Si 15, 15-20 ; Ps 118, 1-2, 4-5, 17-18, 33-34 ; 1 Co 2, 6-10 ; Mt 5, 17-37
          « Si tu le veux, tu peux observer les commandements » C’est la première phrase entendue dans les textes liturgiques d’aujourd’hui. Et la dernière : « Que ta parole soit oui si c’est oui, non si c’est non ». Entre ces 2 phrases, les auteurs bibliques nous ont parlé de liberté, de sagesse, de responsabilité. Et le fil rouge qui traverse tous ces textes, c’est la Loi.

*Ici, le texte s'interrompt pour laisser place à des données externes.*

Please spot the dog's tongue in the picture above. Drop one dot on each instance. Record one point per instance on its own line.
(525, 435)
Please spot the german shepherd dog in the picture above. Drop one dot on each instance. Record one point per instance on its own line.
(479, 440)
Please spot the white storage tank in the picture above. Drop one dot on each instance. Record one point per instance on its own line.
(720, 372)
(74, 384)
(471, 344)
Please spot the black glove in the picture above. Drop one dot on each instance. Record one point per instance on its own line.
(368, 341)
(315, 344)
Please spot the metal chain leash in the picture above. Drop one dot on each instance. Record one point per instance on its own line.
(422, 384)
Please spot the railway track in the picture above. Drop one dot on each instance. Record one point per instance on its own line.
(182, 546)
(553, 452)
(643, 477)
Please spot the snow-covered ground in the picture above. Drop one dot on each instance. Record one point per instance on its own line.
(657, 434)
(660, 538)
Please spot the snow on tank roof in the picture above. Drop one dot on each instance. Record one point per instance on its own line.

La Loi. Pour nous, occidentaux baignés dans notre pensée post-moderne, la loi représente souvent une contrainte, un obstacle, un carcan. La loi promulgue évidemment des interdits, des limites. Et ces interdits sont parfois ressentis par un certain nombre de nos contemporains comme arbitraires, comme des brimades intolérables qu’il faut abolir, des entraves à la sacro-sainte liberté individuelle. Liberté individuelle, notion désormais érigée en valeur absolue, pour laquelle tous les combats deviennent légitimes. En conséquence de quoi, nos sociétés occidentales consacrent beaucoup de temps et d’énergie à modifier leurs lois, pour les faire évoluer, ce qui est bien normal. Mais ce faisant, elles semblent se focaliser désormais sur la conquête de « nouveaux droits » qui, en réalité bien souvent, ne sont que de nouvelles transgressions à des principes parfois millénaires qui fondent notre civilisation. Par le fait, les lois s’éloignent de plus en plus de la « loi naturelle », base élémentaire de toutes les lois humaines depuis que l’homme vit en société, partout dans le monde.
La loi, aujourd’hui perçue de manière si négative, revêt pourtant une tout autre signification pour les peuples anciens, et pour les hébreux en particulier, pour qui la Loi est le socle fondamental sur lequel a pu se construire le peuple juif. C’est la Loi donnée par Dieu à Moïse au Sinaï qui fondera le peuple de Dieu. Elle sera un « vade-mecum », un mode d’emploi de la vie en société, un code de bonne conduite au service du Bien Commun.
Et nous, chrétiens, nous sommes les héritiers de cette civilisation. La Loi de Dieu reste notre bien le plus précieux, et elle nous place devant notre responsabilité. En effet, c’est par la Loi que l’homme exerce sa liberté : « Si tu le veux, tu peux observer les commandements ». Il est de notre responsabilité d’observer la loi, nous avons le choix, personne ne nous y oblige, et Dieu lui-même « n’a commandé à personne d’être impie », il nous laisse la liberté de choisir : « la vie et la mort sont proposées aux hommes, l’une ou l’autre leur est donnée selon leur choix » nous dit Ben Sira le Sage.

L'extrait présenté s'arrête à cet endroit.